Verdicts by use case

  • Amazon, Walmart, or eBay seller needing working capital — Winner: Payability. Payability is purpose-built for marketplace sellers — underwrites against marketplace sales history and disbursements with no FICO pull. Credibly's $15K/mo revenue floor and 550+ FICO requirement is irrelevant for a marketplace seller who would simply connect their Seller Central account to Payability and see an Instant Advance offer the same day. Payability wins this segment outright.
  • Brick-and-mortar restaurant, retail, or services merchant — Winner: Credibly. Payability only funds marketplace sellers with active Amazon/Walmart/eBay/Shopify accounts. A traditional brick-and-mortar merchant cannot use Payability at all. Credibly's MCA and term-loan products serve the full SMB universe — restaurant, trucking, retail, professional services, contractors. For non-marketplace merchants, Credibly is the only option in this pair.
  • Larger working-capital draw ($150K+) — Winner: Credibly. Credibly underwrites up to $600K. Payability caps Instant Advance at ~75% of next month's expected marketplace payouts — for most sellers that's $25K – $150K, occasionally higher for $1M+/month sellers. Larger growth-capital draws need Credibly's MCA or term-loan structure.
  • Smoothing 14-day marketplace settlement gap — Winner: Payability. Payability Instant Access flips Amazon's 14-day disbursement cycle into next-day cash for a 0.5 – 1% weekly fee. This is a cash-flow timing product, not a capital advance — Credibly doesn't offer anything equivalent because its underwriting requires bank deposits to already be hitting the merchant's account.
  • No-FICO-pull funding — Winner: Payability. Payability underwrites entirely against marketplace history; no FICO pull required. Credibly pulls FICO and requires 550+. For sellers with thin or impaired personal credit who have strong marketplace sales, Payability is the only path in this pair.

The honest takeaway

Credibly and Payability solve overlapping but distinct problems. The right choice depends on three things you already know about your business: how fast you need the money, how long you've been operating, and whether the capital need is one-time or recurring.
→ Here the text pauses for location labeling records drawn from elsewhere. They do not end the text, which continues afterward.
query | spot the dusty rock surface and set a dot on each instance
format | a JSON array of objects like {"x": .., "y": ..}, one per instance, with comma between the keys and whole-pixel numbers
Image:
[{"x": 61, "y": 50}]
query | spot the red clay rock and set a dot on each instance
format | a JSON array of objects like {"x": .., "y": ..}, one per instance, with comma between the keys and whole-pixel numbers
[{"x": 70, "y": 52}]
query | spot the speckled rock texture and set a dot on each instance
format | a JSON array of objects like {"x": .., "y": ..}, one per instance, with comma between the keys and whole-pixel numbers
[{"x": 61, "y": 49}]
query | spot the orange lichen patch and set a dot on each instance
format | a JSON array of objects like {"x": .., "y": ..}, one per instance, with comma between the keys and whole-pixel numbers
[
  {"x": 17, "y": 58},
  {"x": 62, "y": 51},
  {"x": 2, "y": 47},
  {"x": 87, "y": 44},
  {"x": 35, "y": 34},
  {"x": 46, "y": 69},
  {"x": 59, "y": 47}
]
Frequently asked questions

I'm a $50K/mo Amazon seller with 580 FICO — Credibly or Payability?
Payability first. No FICO pull means immediate eligibility based on your Amazon sales. Instant Advance will likely offer $20K – $35K at ~6 – 10% flat fee on a 4 – 6 month repayment, automatically deducted from marketplace payouts. Credibly would approve at 1.30 – 1.38 factor (effective APR-equivalent often higher than Payability's flat fee structure for that capital size on marketplace sellers). Use Payability for marketplace working capital and reserve Credibly only if you need a larger growth draw beyond what Payability will size.
Can I have both a Payability advance and a Credibly MCA?
Technically yes, but it stresses cash flow significantly. Payability auto-deducts from your marketplace payouts before they hit your bank account; Credibly debits daily ACH from your business checking. If you have both, your operating cash gets squeezed from two directions — marketplace payouts arrive smaller (Payability skim) AND daily ACH leaves the bank (Credibly debit). Most sellers should pick one based on the capital need: Payability for inventory/working-capital pegged to marketplace sales, Credibly for larger growth capital that's not tied to marketplace cycles.
What happens to my Payability advance if Amazon suspends my account?
The advance accelerates and Payability has direct claim on any remaining marketplace payouts in the pipeline. If suspension is permanent and no further payouts arrive, Payability pursues collection through the personal guarantee on larger advances (smaller advances may not have one). This is a real risk for sellers with return-rate issues or IP complaints. Credibly's MCA repayment continues via ACH from your business checking regardless of marketplace status — different risk profile, not necessarily safer overall.